À la fin du conflit civil, Prats officie au sein d’une station locale de Radio National à Malaga. Il commente entre autres, les corridas et quelques rencontres de football. Au fil des retransmissions, son style s’affirme. Il décrit avec minutie ce qu’il perçoit chez les différents acteurs du jeu. En 1945, la capitale le rappelle. Prats gravit les échelons et prend en main le domaine de la production. Il fréquente aussi l’école du journalisme et obtient son diplôme de journaliste. Néanmoins, si Prats est doué pour l’écriture, c’est pour sa voix qu’il est nommé responsable pour les radiodiffusions à Radio nationale et continue à commenter des manifestations sportives. Il interviewe le toréador Manolete juste avant sa fin brutale.

Innovateur

À la pointe de l’innovation, Prats organise les week-ends football avec la retransmission de toutes les rencontres de la Liga avec le concours de divers reporters locaux sur Radio National. Parfois, intrigué par le déroulement d’une partie il quittait sa place bien trop confortable en tribune de presse pour s’asseoir au bord de la touche pour mieux s’imprégner de ce qu’il décrivait.

Soupçons

Avec l’avènement des retransmissions par le petit écran de l’ensemble des matches de Coupe d’Europe disputé par les clubs espagnols, Prats occupe à ce moment précis selon certains, une place centrale dans le dispositif qui vise à faire du football une sorte d’opium pour le peuple ibérique sous contrôle du régime franquiste. Cette litanie répétée sans cesse par des journalistes, universitaires et historiens libres tient en fait d’une ignorance voulue.

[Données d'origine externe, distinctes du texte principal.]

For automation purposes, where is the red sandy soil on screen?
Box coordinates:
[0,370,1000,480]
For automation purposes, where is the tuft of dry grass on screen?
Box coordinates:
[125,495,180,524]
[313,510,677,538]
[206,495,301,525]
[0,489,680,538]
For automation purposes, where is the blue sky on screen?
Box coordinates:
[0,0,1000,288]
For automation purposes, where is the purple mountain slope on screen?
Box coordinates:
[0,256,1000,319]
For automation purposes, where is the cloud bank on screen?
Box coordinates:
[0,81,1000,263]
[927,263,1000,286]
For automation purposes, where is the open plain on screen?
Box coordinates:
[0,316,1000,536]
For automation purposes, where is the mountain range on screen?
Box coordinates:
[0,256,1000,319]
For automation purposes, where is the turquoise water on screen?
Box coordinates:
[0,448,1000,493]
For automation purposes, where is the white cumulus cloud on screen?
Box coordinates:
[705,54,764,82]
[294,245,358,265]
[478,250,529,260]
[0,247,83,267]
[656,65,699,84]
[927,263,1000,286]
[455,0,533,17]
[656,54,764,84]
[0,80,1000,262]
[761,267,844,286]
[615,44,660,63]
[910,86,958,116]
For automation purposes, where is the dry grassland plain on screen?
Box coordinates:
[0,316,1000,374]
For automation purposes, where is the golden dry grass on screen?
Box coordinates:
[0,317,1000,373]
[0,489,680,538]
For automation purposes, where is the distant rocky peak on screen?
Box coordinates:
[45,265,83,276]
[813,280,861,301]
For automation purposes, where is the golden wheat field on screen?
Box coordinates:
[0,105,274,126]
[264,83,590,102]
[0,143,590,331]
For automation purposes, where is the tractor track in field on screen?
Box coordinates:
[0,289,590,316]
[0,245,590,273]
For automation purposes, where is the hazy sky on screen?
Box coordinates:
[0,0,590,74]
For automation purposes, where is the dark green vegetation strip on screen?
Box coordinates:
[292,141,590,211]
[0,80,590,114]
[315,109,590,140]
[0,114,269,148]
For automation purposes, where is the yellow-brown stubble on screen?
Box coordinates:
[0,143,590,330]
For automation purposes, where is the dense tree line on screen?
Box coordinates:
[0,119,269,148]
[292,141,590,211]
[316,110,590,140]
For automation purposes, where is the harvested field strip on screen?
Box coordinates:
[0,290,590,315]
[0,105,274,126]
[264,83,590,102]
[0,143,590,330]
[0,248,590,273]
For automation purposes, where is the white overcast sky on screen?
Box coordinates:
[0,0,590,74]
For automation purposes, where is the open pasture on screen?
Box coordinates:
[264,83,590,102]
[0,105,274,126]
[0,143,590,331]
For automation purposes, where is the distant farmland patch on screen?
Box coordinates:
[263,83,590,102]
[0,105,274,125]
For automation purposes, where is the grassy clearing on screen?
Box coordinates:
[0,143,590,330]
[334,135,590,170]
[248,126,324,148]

Le régime n’eut aucun effort à produire pour exploiter la rente footballistique à son profit. Le jeu était déjà amplement populaire avant l’apparition de la télévision, la matrice franquiste s’est simplement bornée à accompagner le phénomène football dans sa croissance.

Pionner infatigable

Durant les années soixante, Prats lance divers programmes consacrés au football et à l’ensemble du sport. Avec un pays en pleine croissance, le téléviseur devient peu à peu un objet familier dans les foyers aisés et populaires, même si les bars et restaurants ne désemplissent pas lors des retransmissions de rencontres importantes. La mort du General Franco ne change rien au statut de Prats.

Hors cadre

La mort du General Franco ne change rien au statut de celui qui est la voix du football et de la tauromachie. Prats était apprécié du grand public, peu importe le pedigree de ce dernier sur le plan politique et social. Matías Prats Cañete s’est efforcé à faire preuve d’un grand professionnalisme durant toute sa carrière derrière son micro. Prats n’a jamais été perçu par le grand public comme un symbole parmi d’autre du Movimiento et ne sait jamais sentit investit d’être un éducateur des masses. Dresseur d’otaries, n’étais pas son fort. Depuis, d’autres se sont chargés de la chose.

Distance et distorsion

Durant toute ses années de pratique, Prats s’est contenté de décrire ce qu’il voyait, ce qu’il ressentait au contact des terrains de jeu, sans pour autant faire la promotion d’un club, d’une direction, de joueurs par rapport à d’autre. On aimerait bien voir la même chose de nos jours. La distance.

Pourtant, Prats ne s’est jamais caché de l’admiration qu’il éprouvait pour Alfredo Di Stefano, le meilleur joueur vu sur les terrains de football. Une position qu’il faut un brin nuancée, Prats couvrait la presque totalité des rencontres disputées par le Madrid et l’Atletico de Madrid en coupe d’Europe et en Liga pour les rencontres disputées dans la capitale.

C’est au milieu des années quatre-vingt que Matias Prats Cañete abandonne son micro. Il disparaît en 2004 à l’âge de 91 ans.